Anything that is given can be at once taken away. We have to learn never to expect anything,
and when it comes it’s no more than a gift on loan. -John McGahern
Many people argue that we have to have high expectations of life, that we ought to expect the best and only the best for ourselves, and then the best will manifest itself in our lives and we’ll be happy and fulfilled. To a certain extent, I believe they’re right, for the energy that we put out tends to come back to us, and if we put out positive, expectant energy, then good things are bound to come our way.
The Zen masters or the Buddhist monks would tell us that we should expect nothing but what life wants to give us, and that life always will give us what we need. When we expect life to give us something particular–a new relationship, a new job, a return on investment–we’re setting ourselves up for disappointment when it turns out that life sees that there’s something that would be better for us. Perhaps we’ll lose all our money in a certain investment, but the lessons we learn will help us greatly two years from now when we really need it much more.

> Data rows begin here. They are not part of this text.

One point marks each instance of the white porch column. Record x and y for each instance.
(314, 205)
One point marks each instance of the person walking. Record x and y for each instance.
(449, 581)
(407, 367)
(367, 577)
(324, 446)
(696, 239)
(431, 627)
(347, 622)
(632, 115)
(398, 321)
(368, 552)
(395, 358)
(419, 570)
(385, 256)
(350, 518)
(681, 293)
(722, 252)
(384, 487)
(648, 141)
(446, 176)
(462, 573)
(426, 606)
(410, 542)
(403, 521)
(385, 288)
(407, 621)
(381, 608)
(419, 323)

Everything’s on loan, for one day we shall die, and we will take nothing with us but the lessons that we’ve learned while we’ve been here. Hopefully, those lessons won’t be about how to attain financial or material wealth, but about how to love and give and live life fully. Hopefully, we won’t have learned to hoard money, but to share it. Hopefully, we won’t have learned to expect people to do or say what we want them to, but to expect them to be themselves and express themselves as they will, no matter what we expect from them.
Questions to consider:
- What do you expect from other people?
- Are those expectations realistic?
- What material or financial expectations do you have?
- Do these expectations add value to your life?
- Why do we tend to focus so much on our own expectations of how things should be?
For further thought:
It is the preoccupation with possession, more than anything else, that prevents people from living freely and nobly.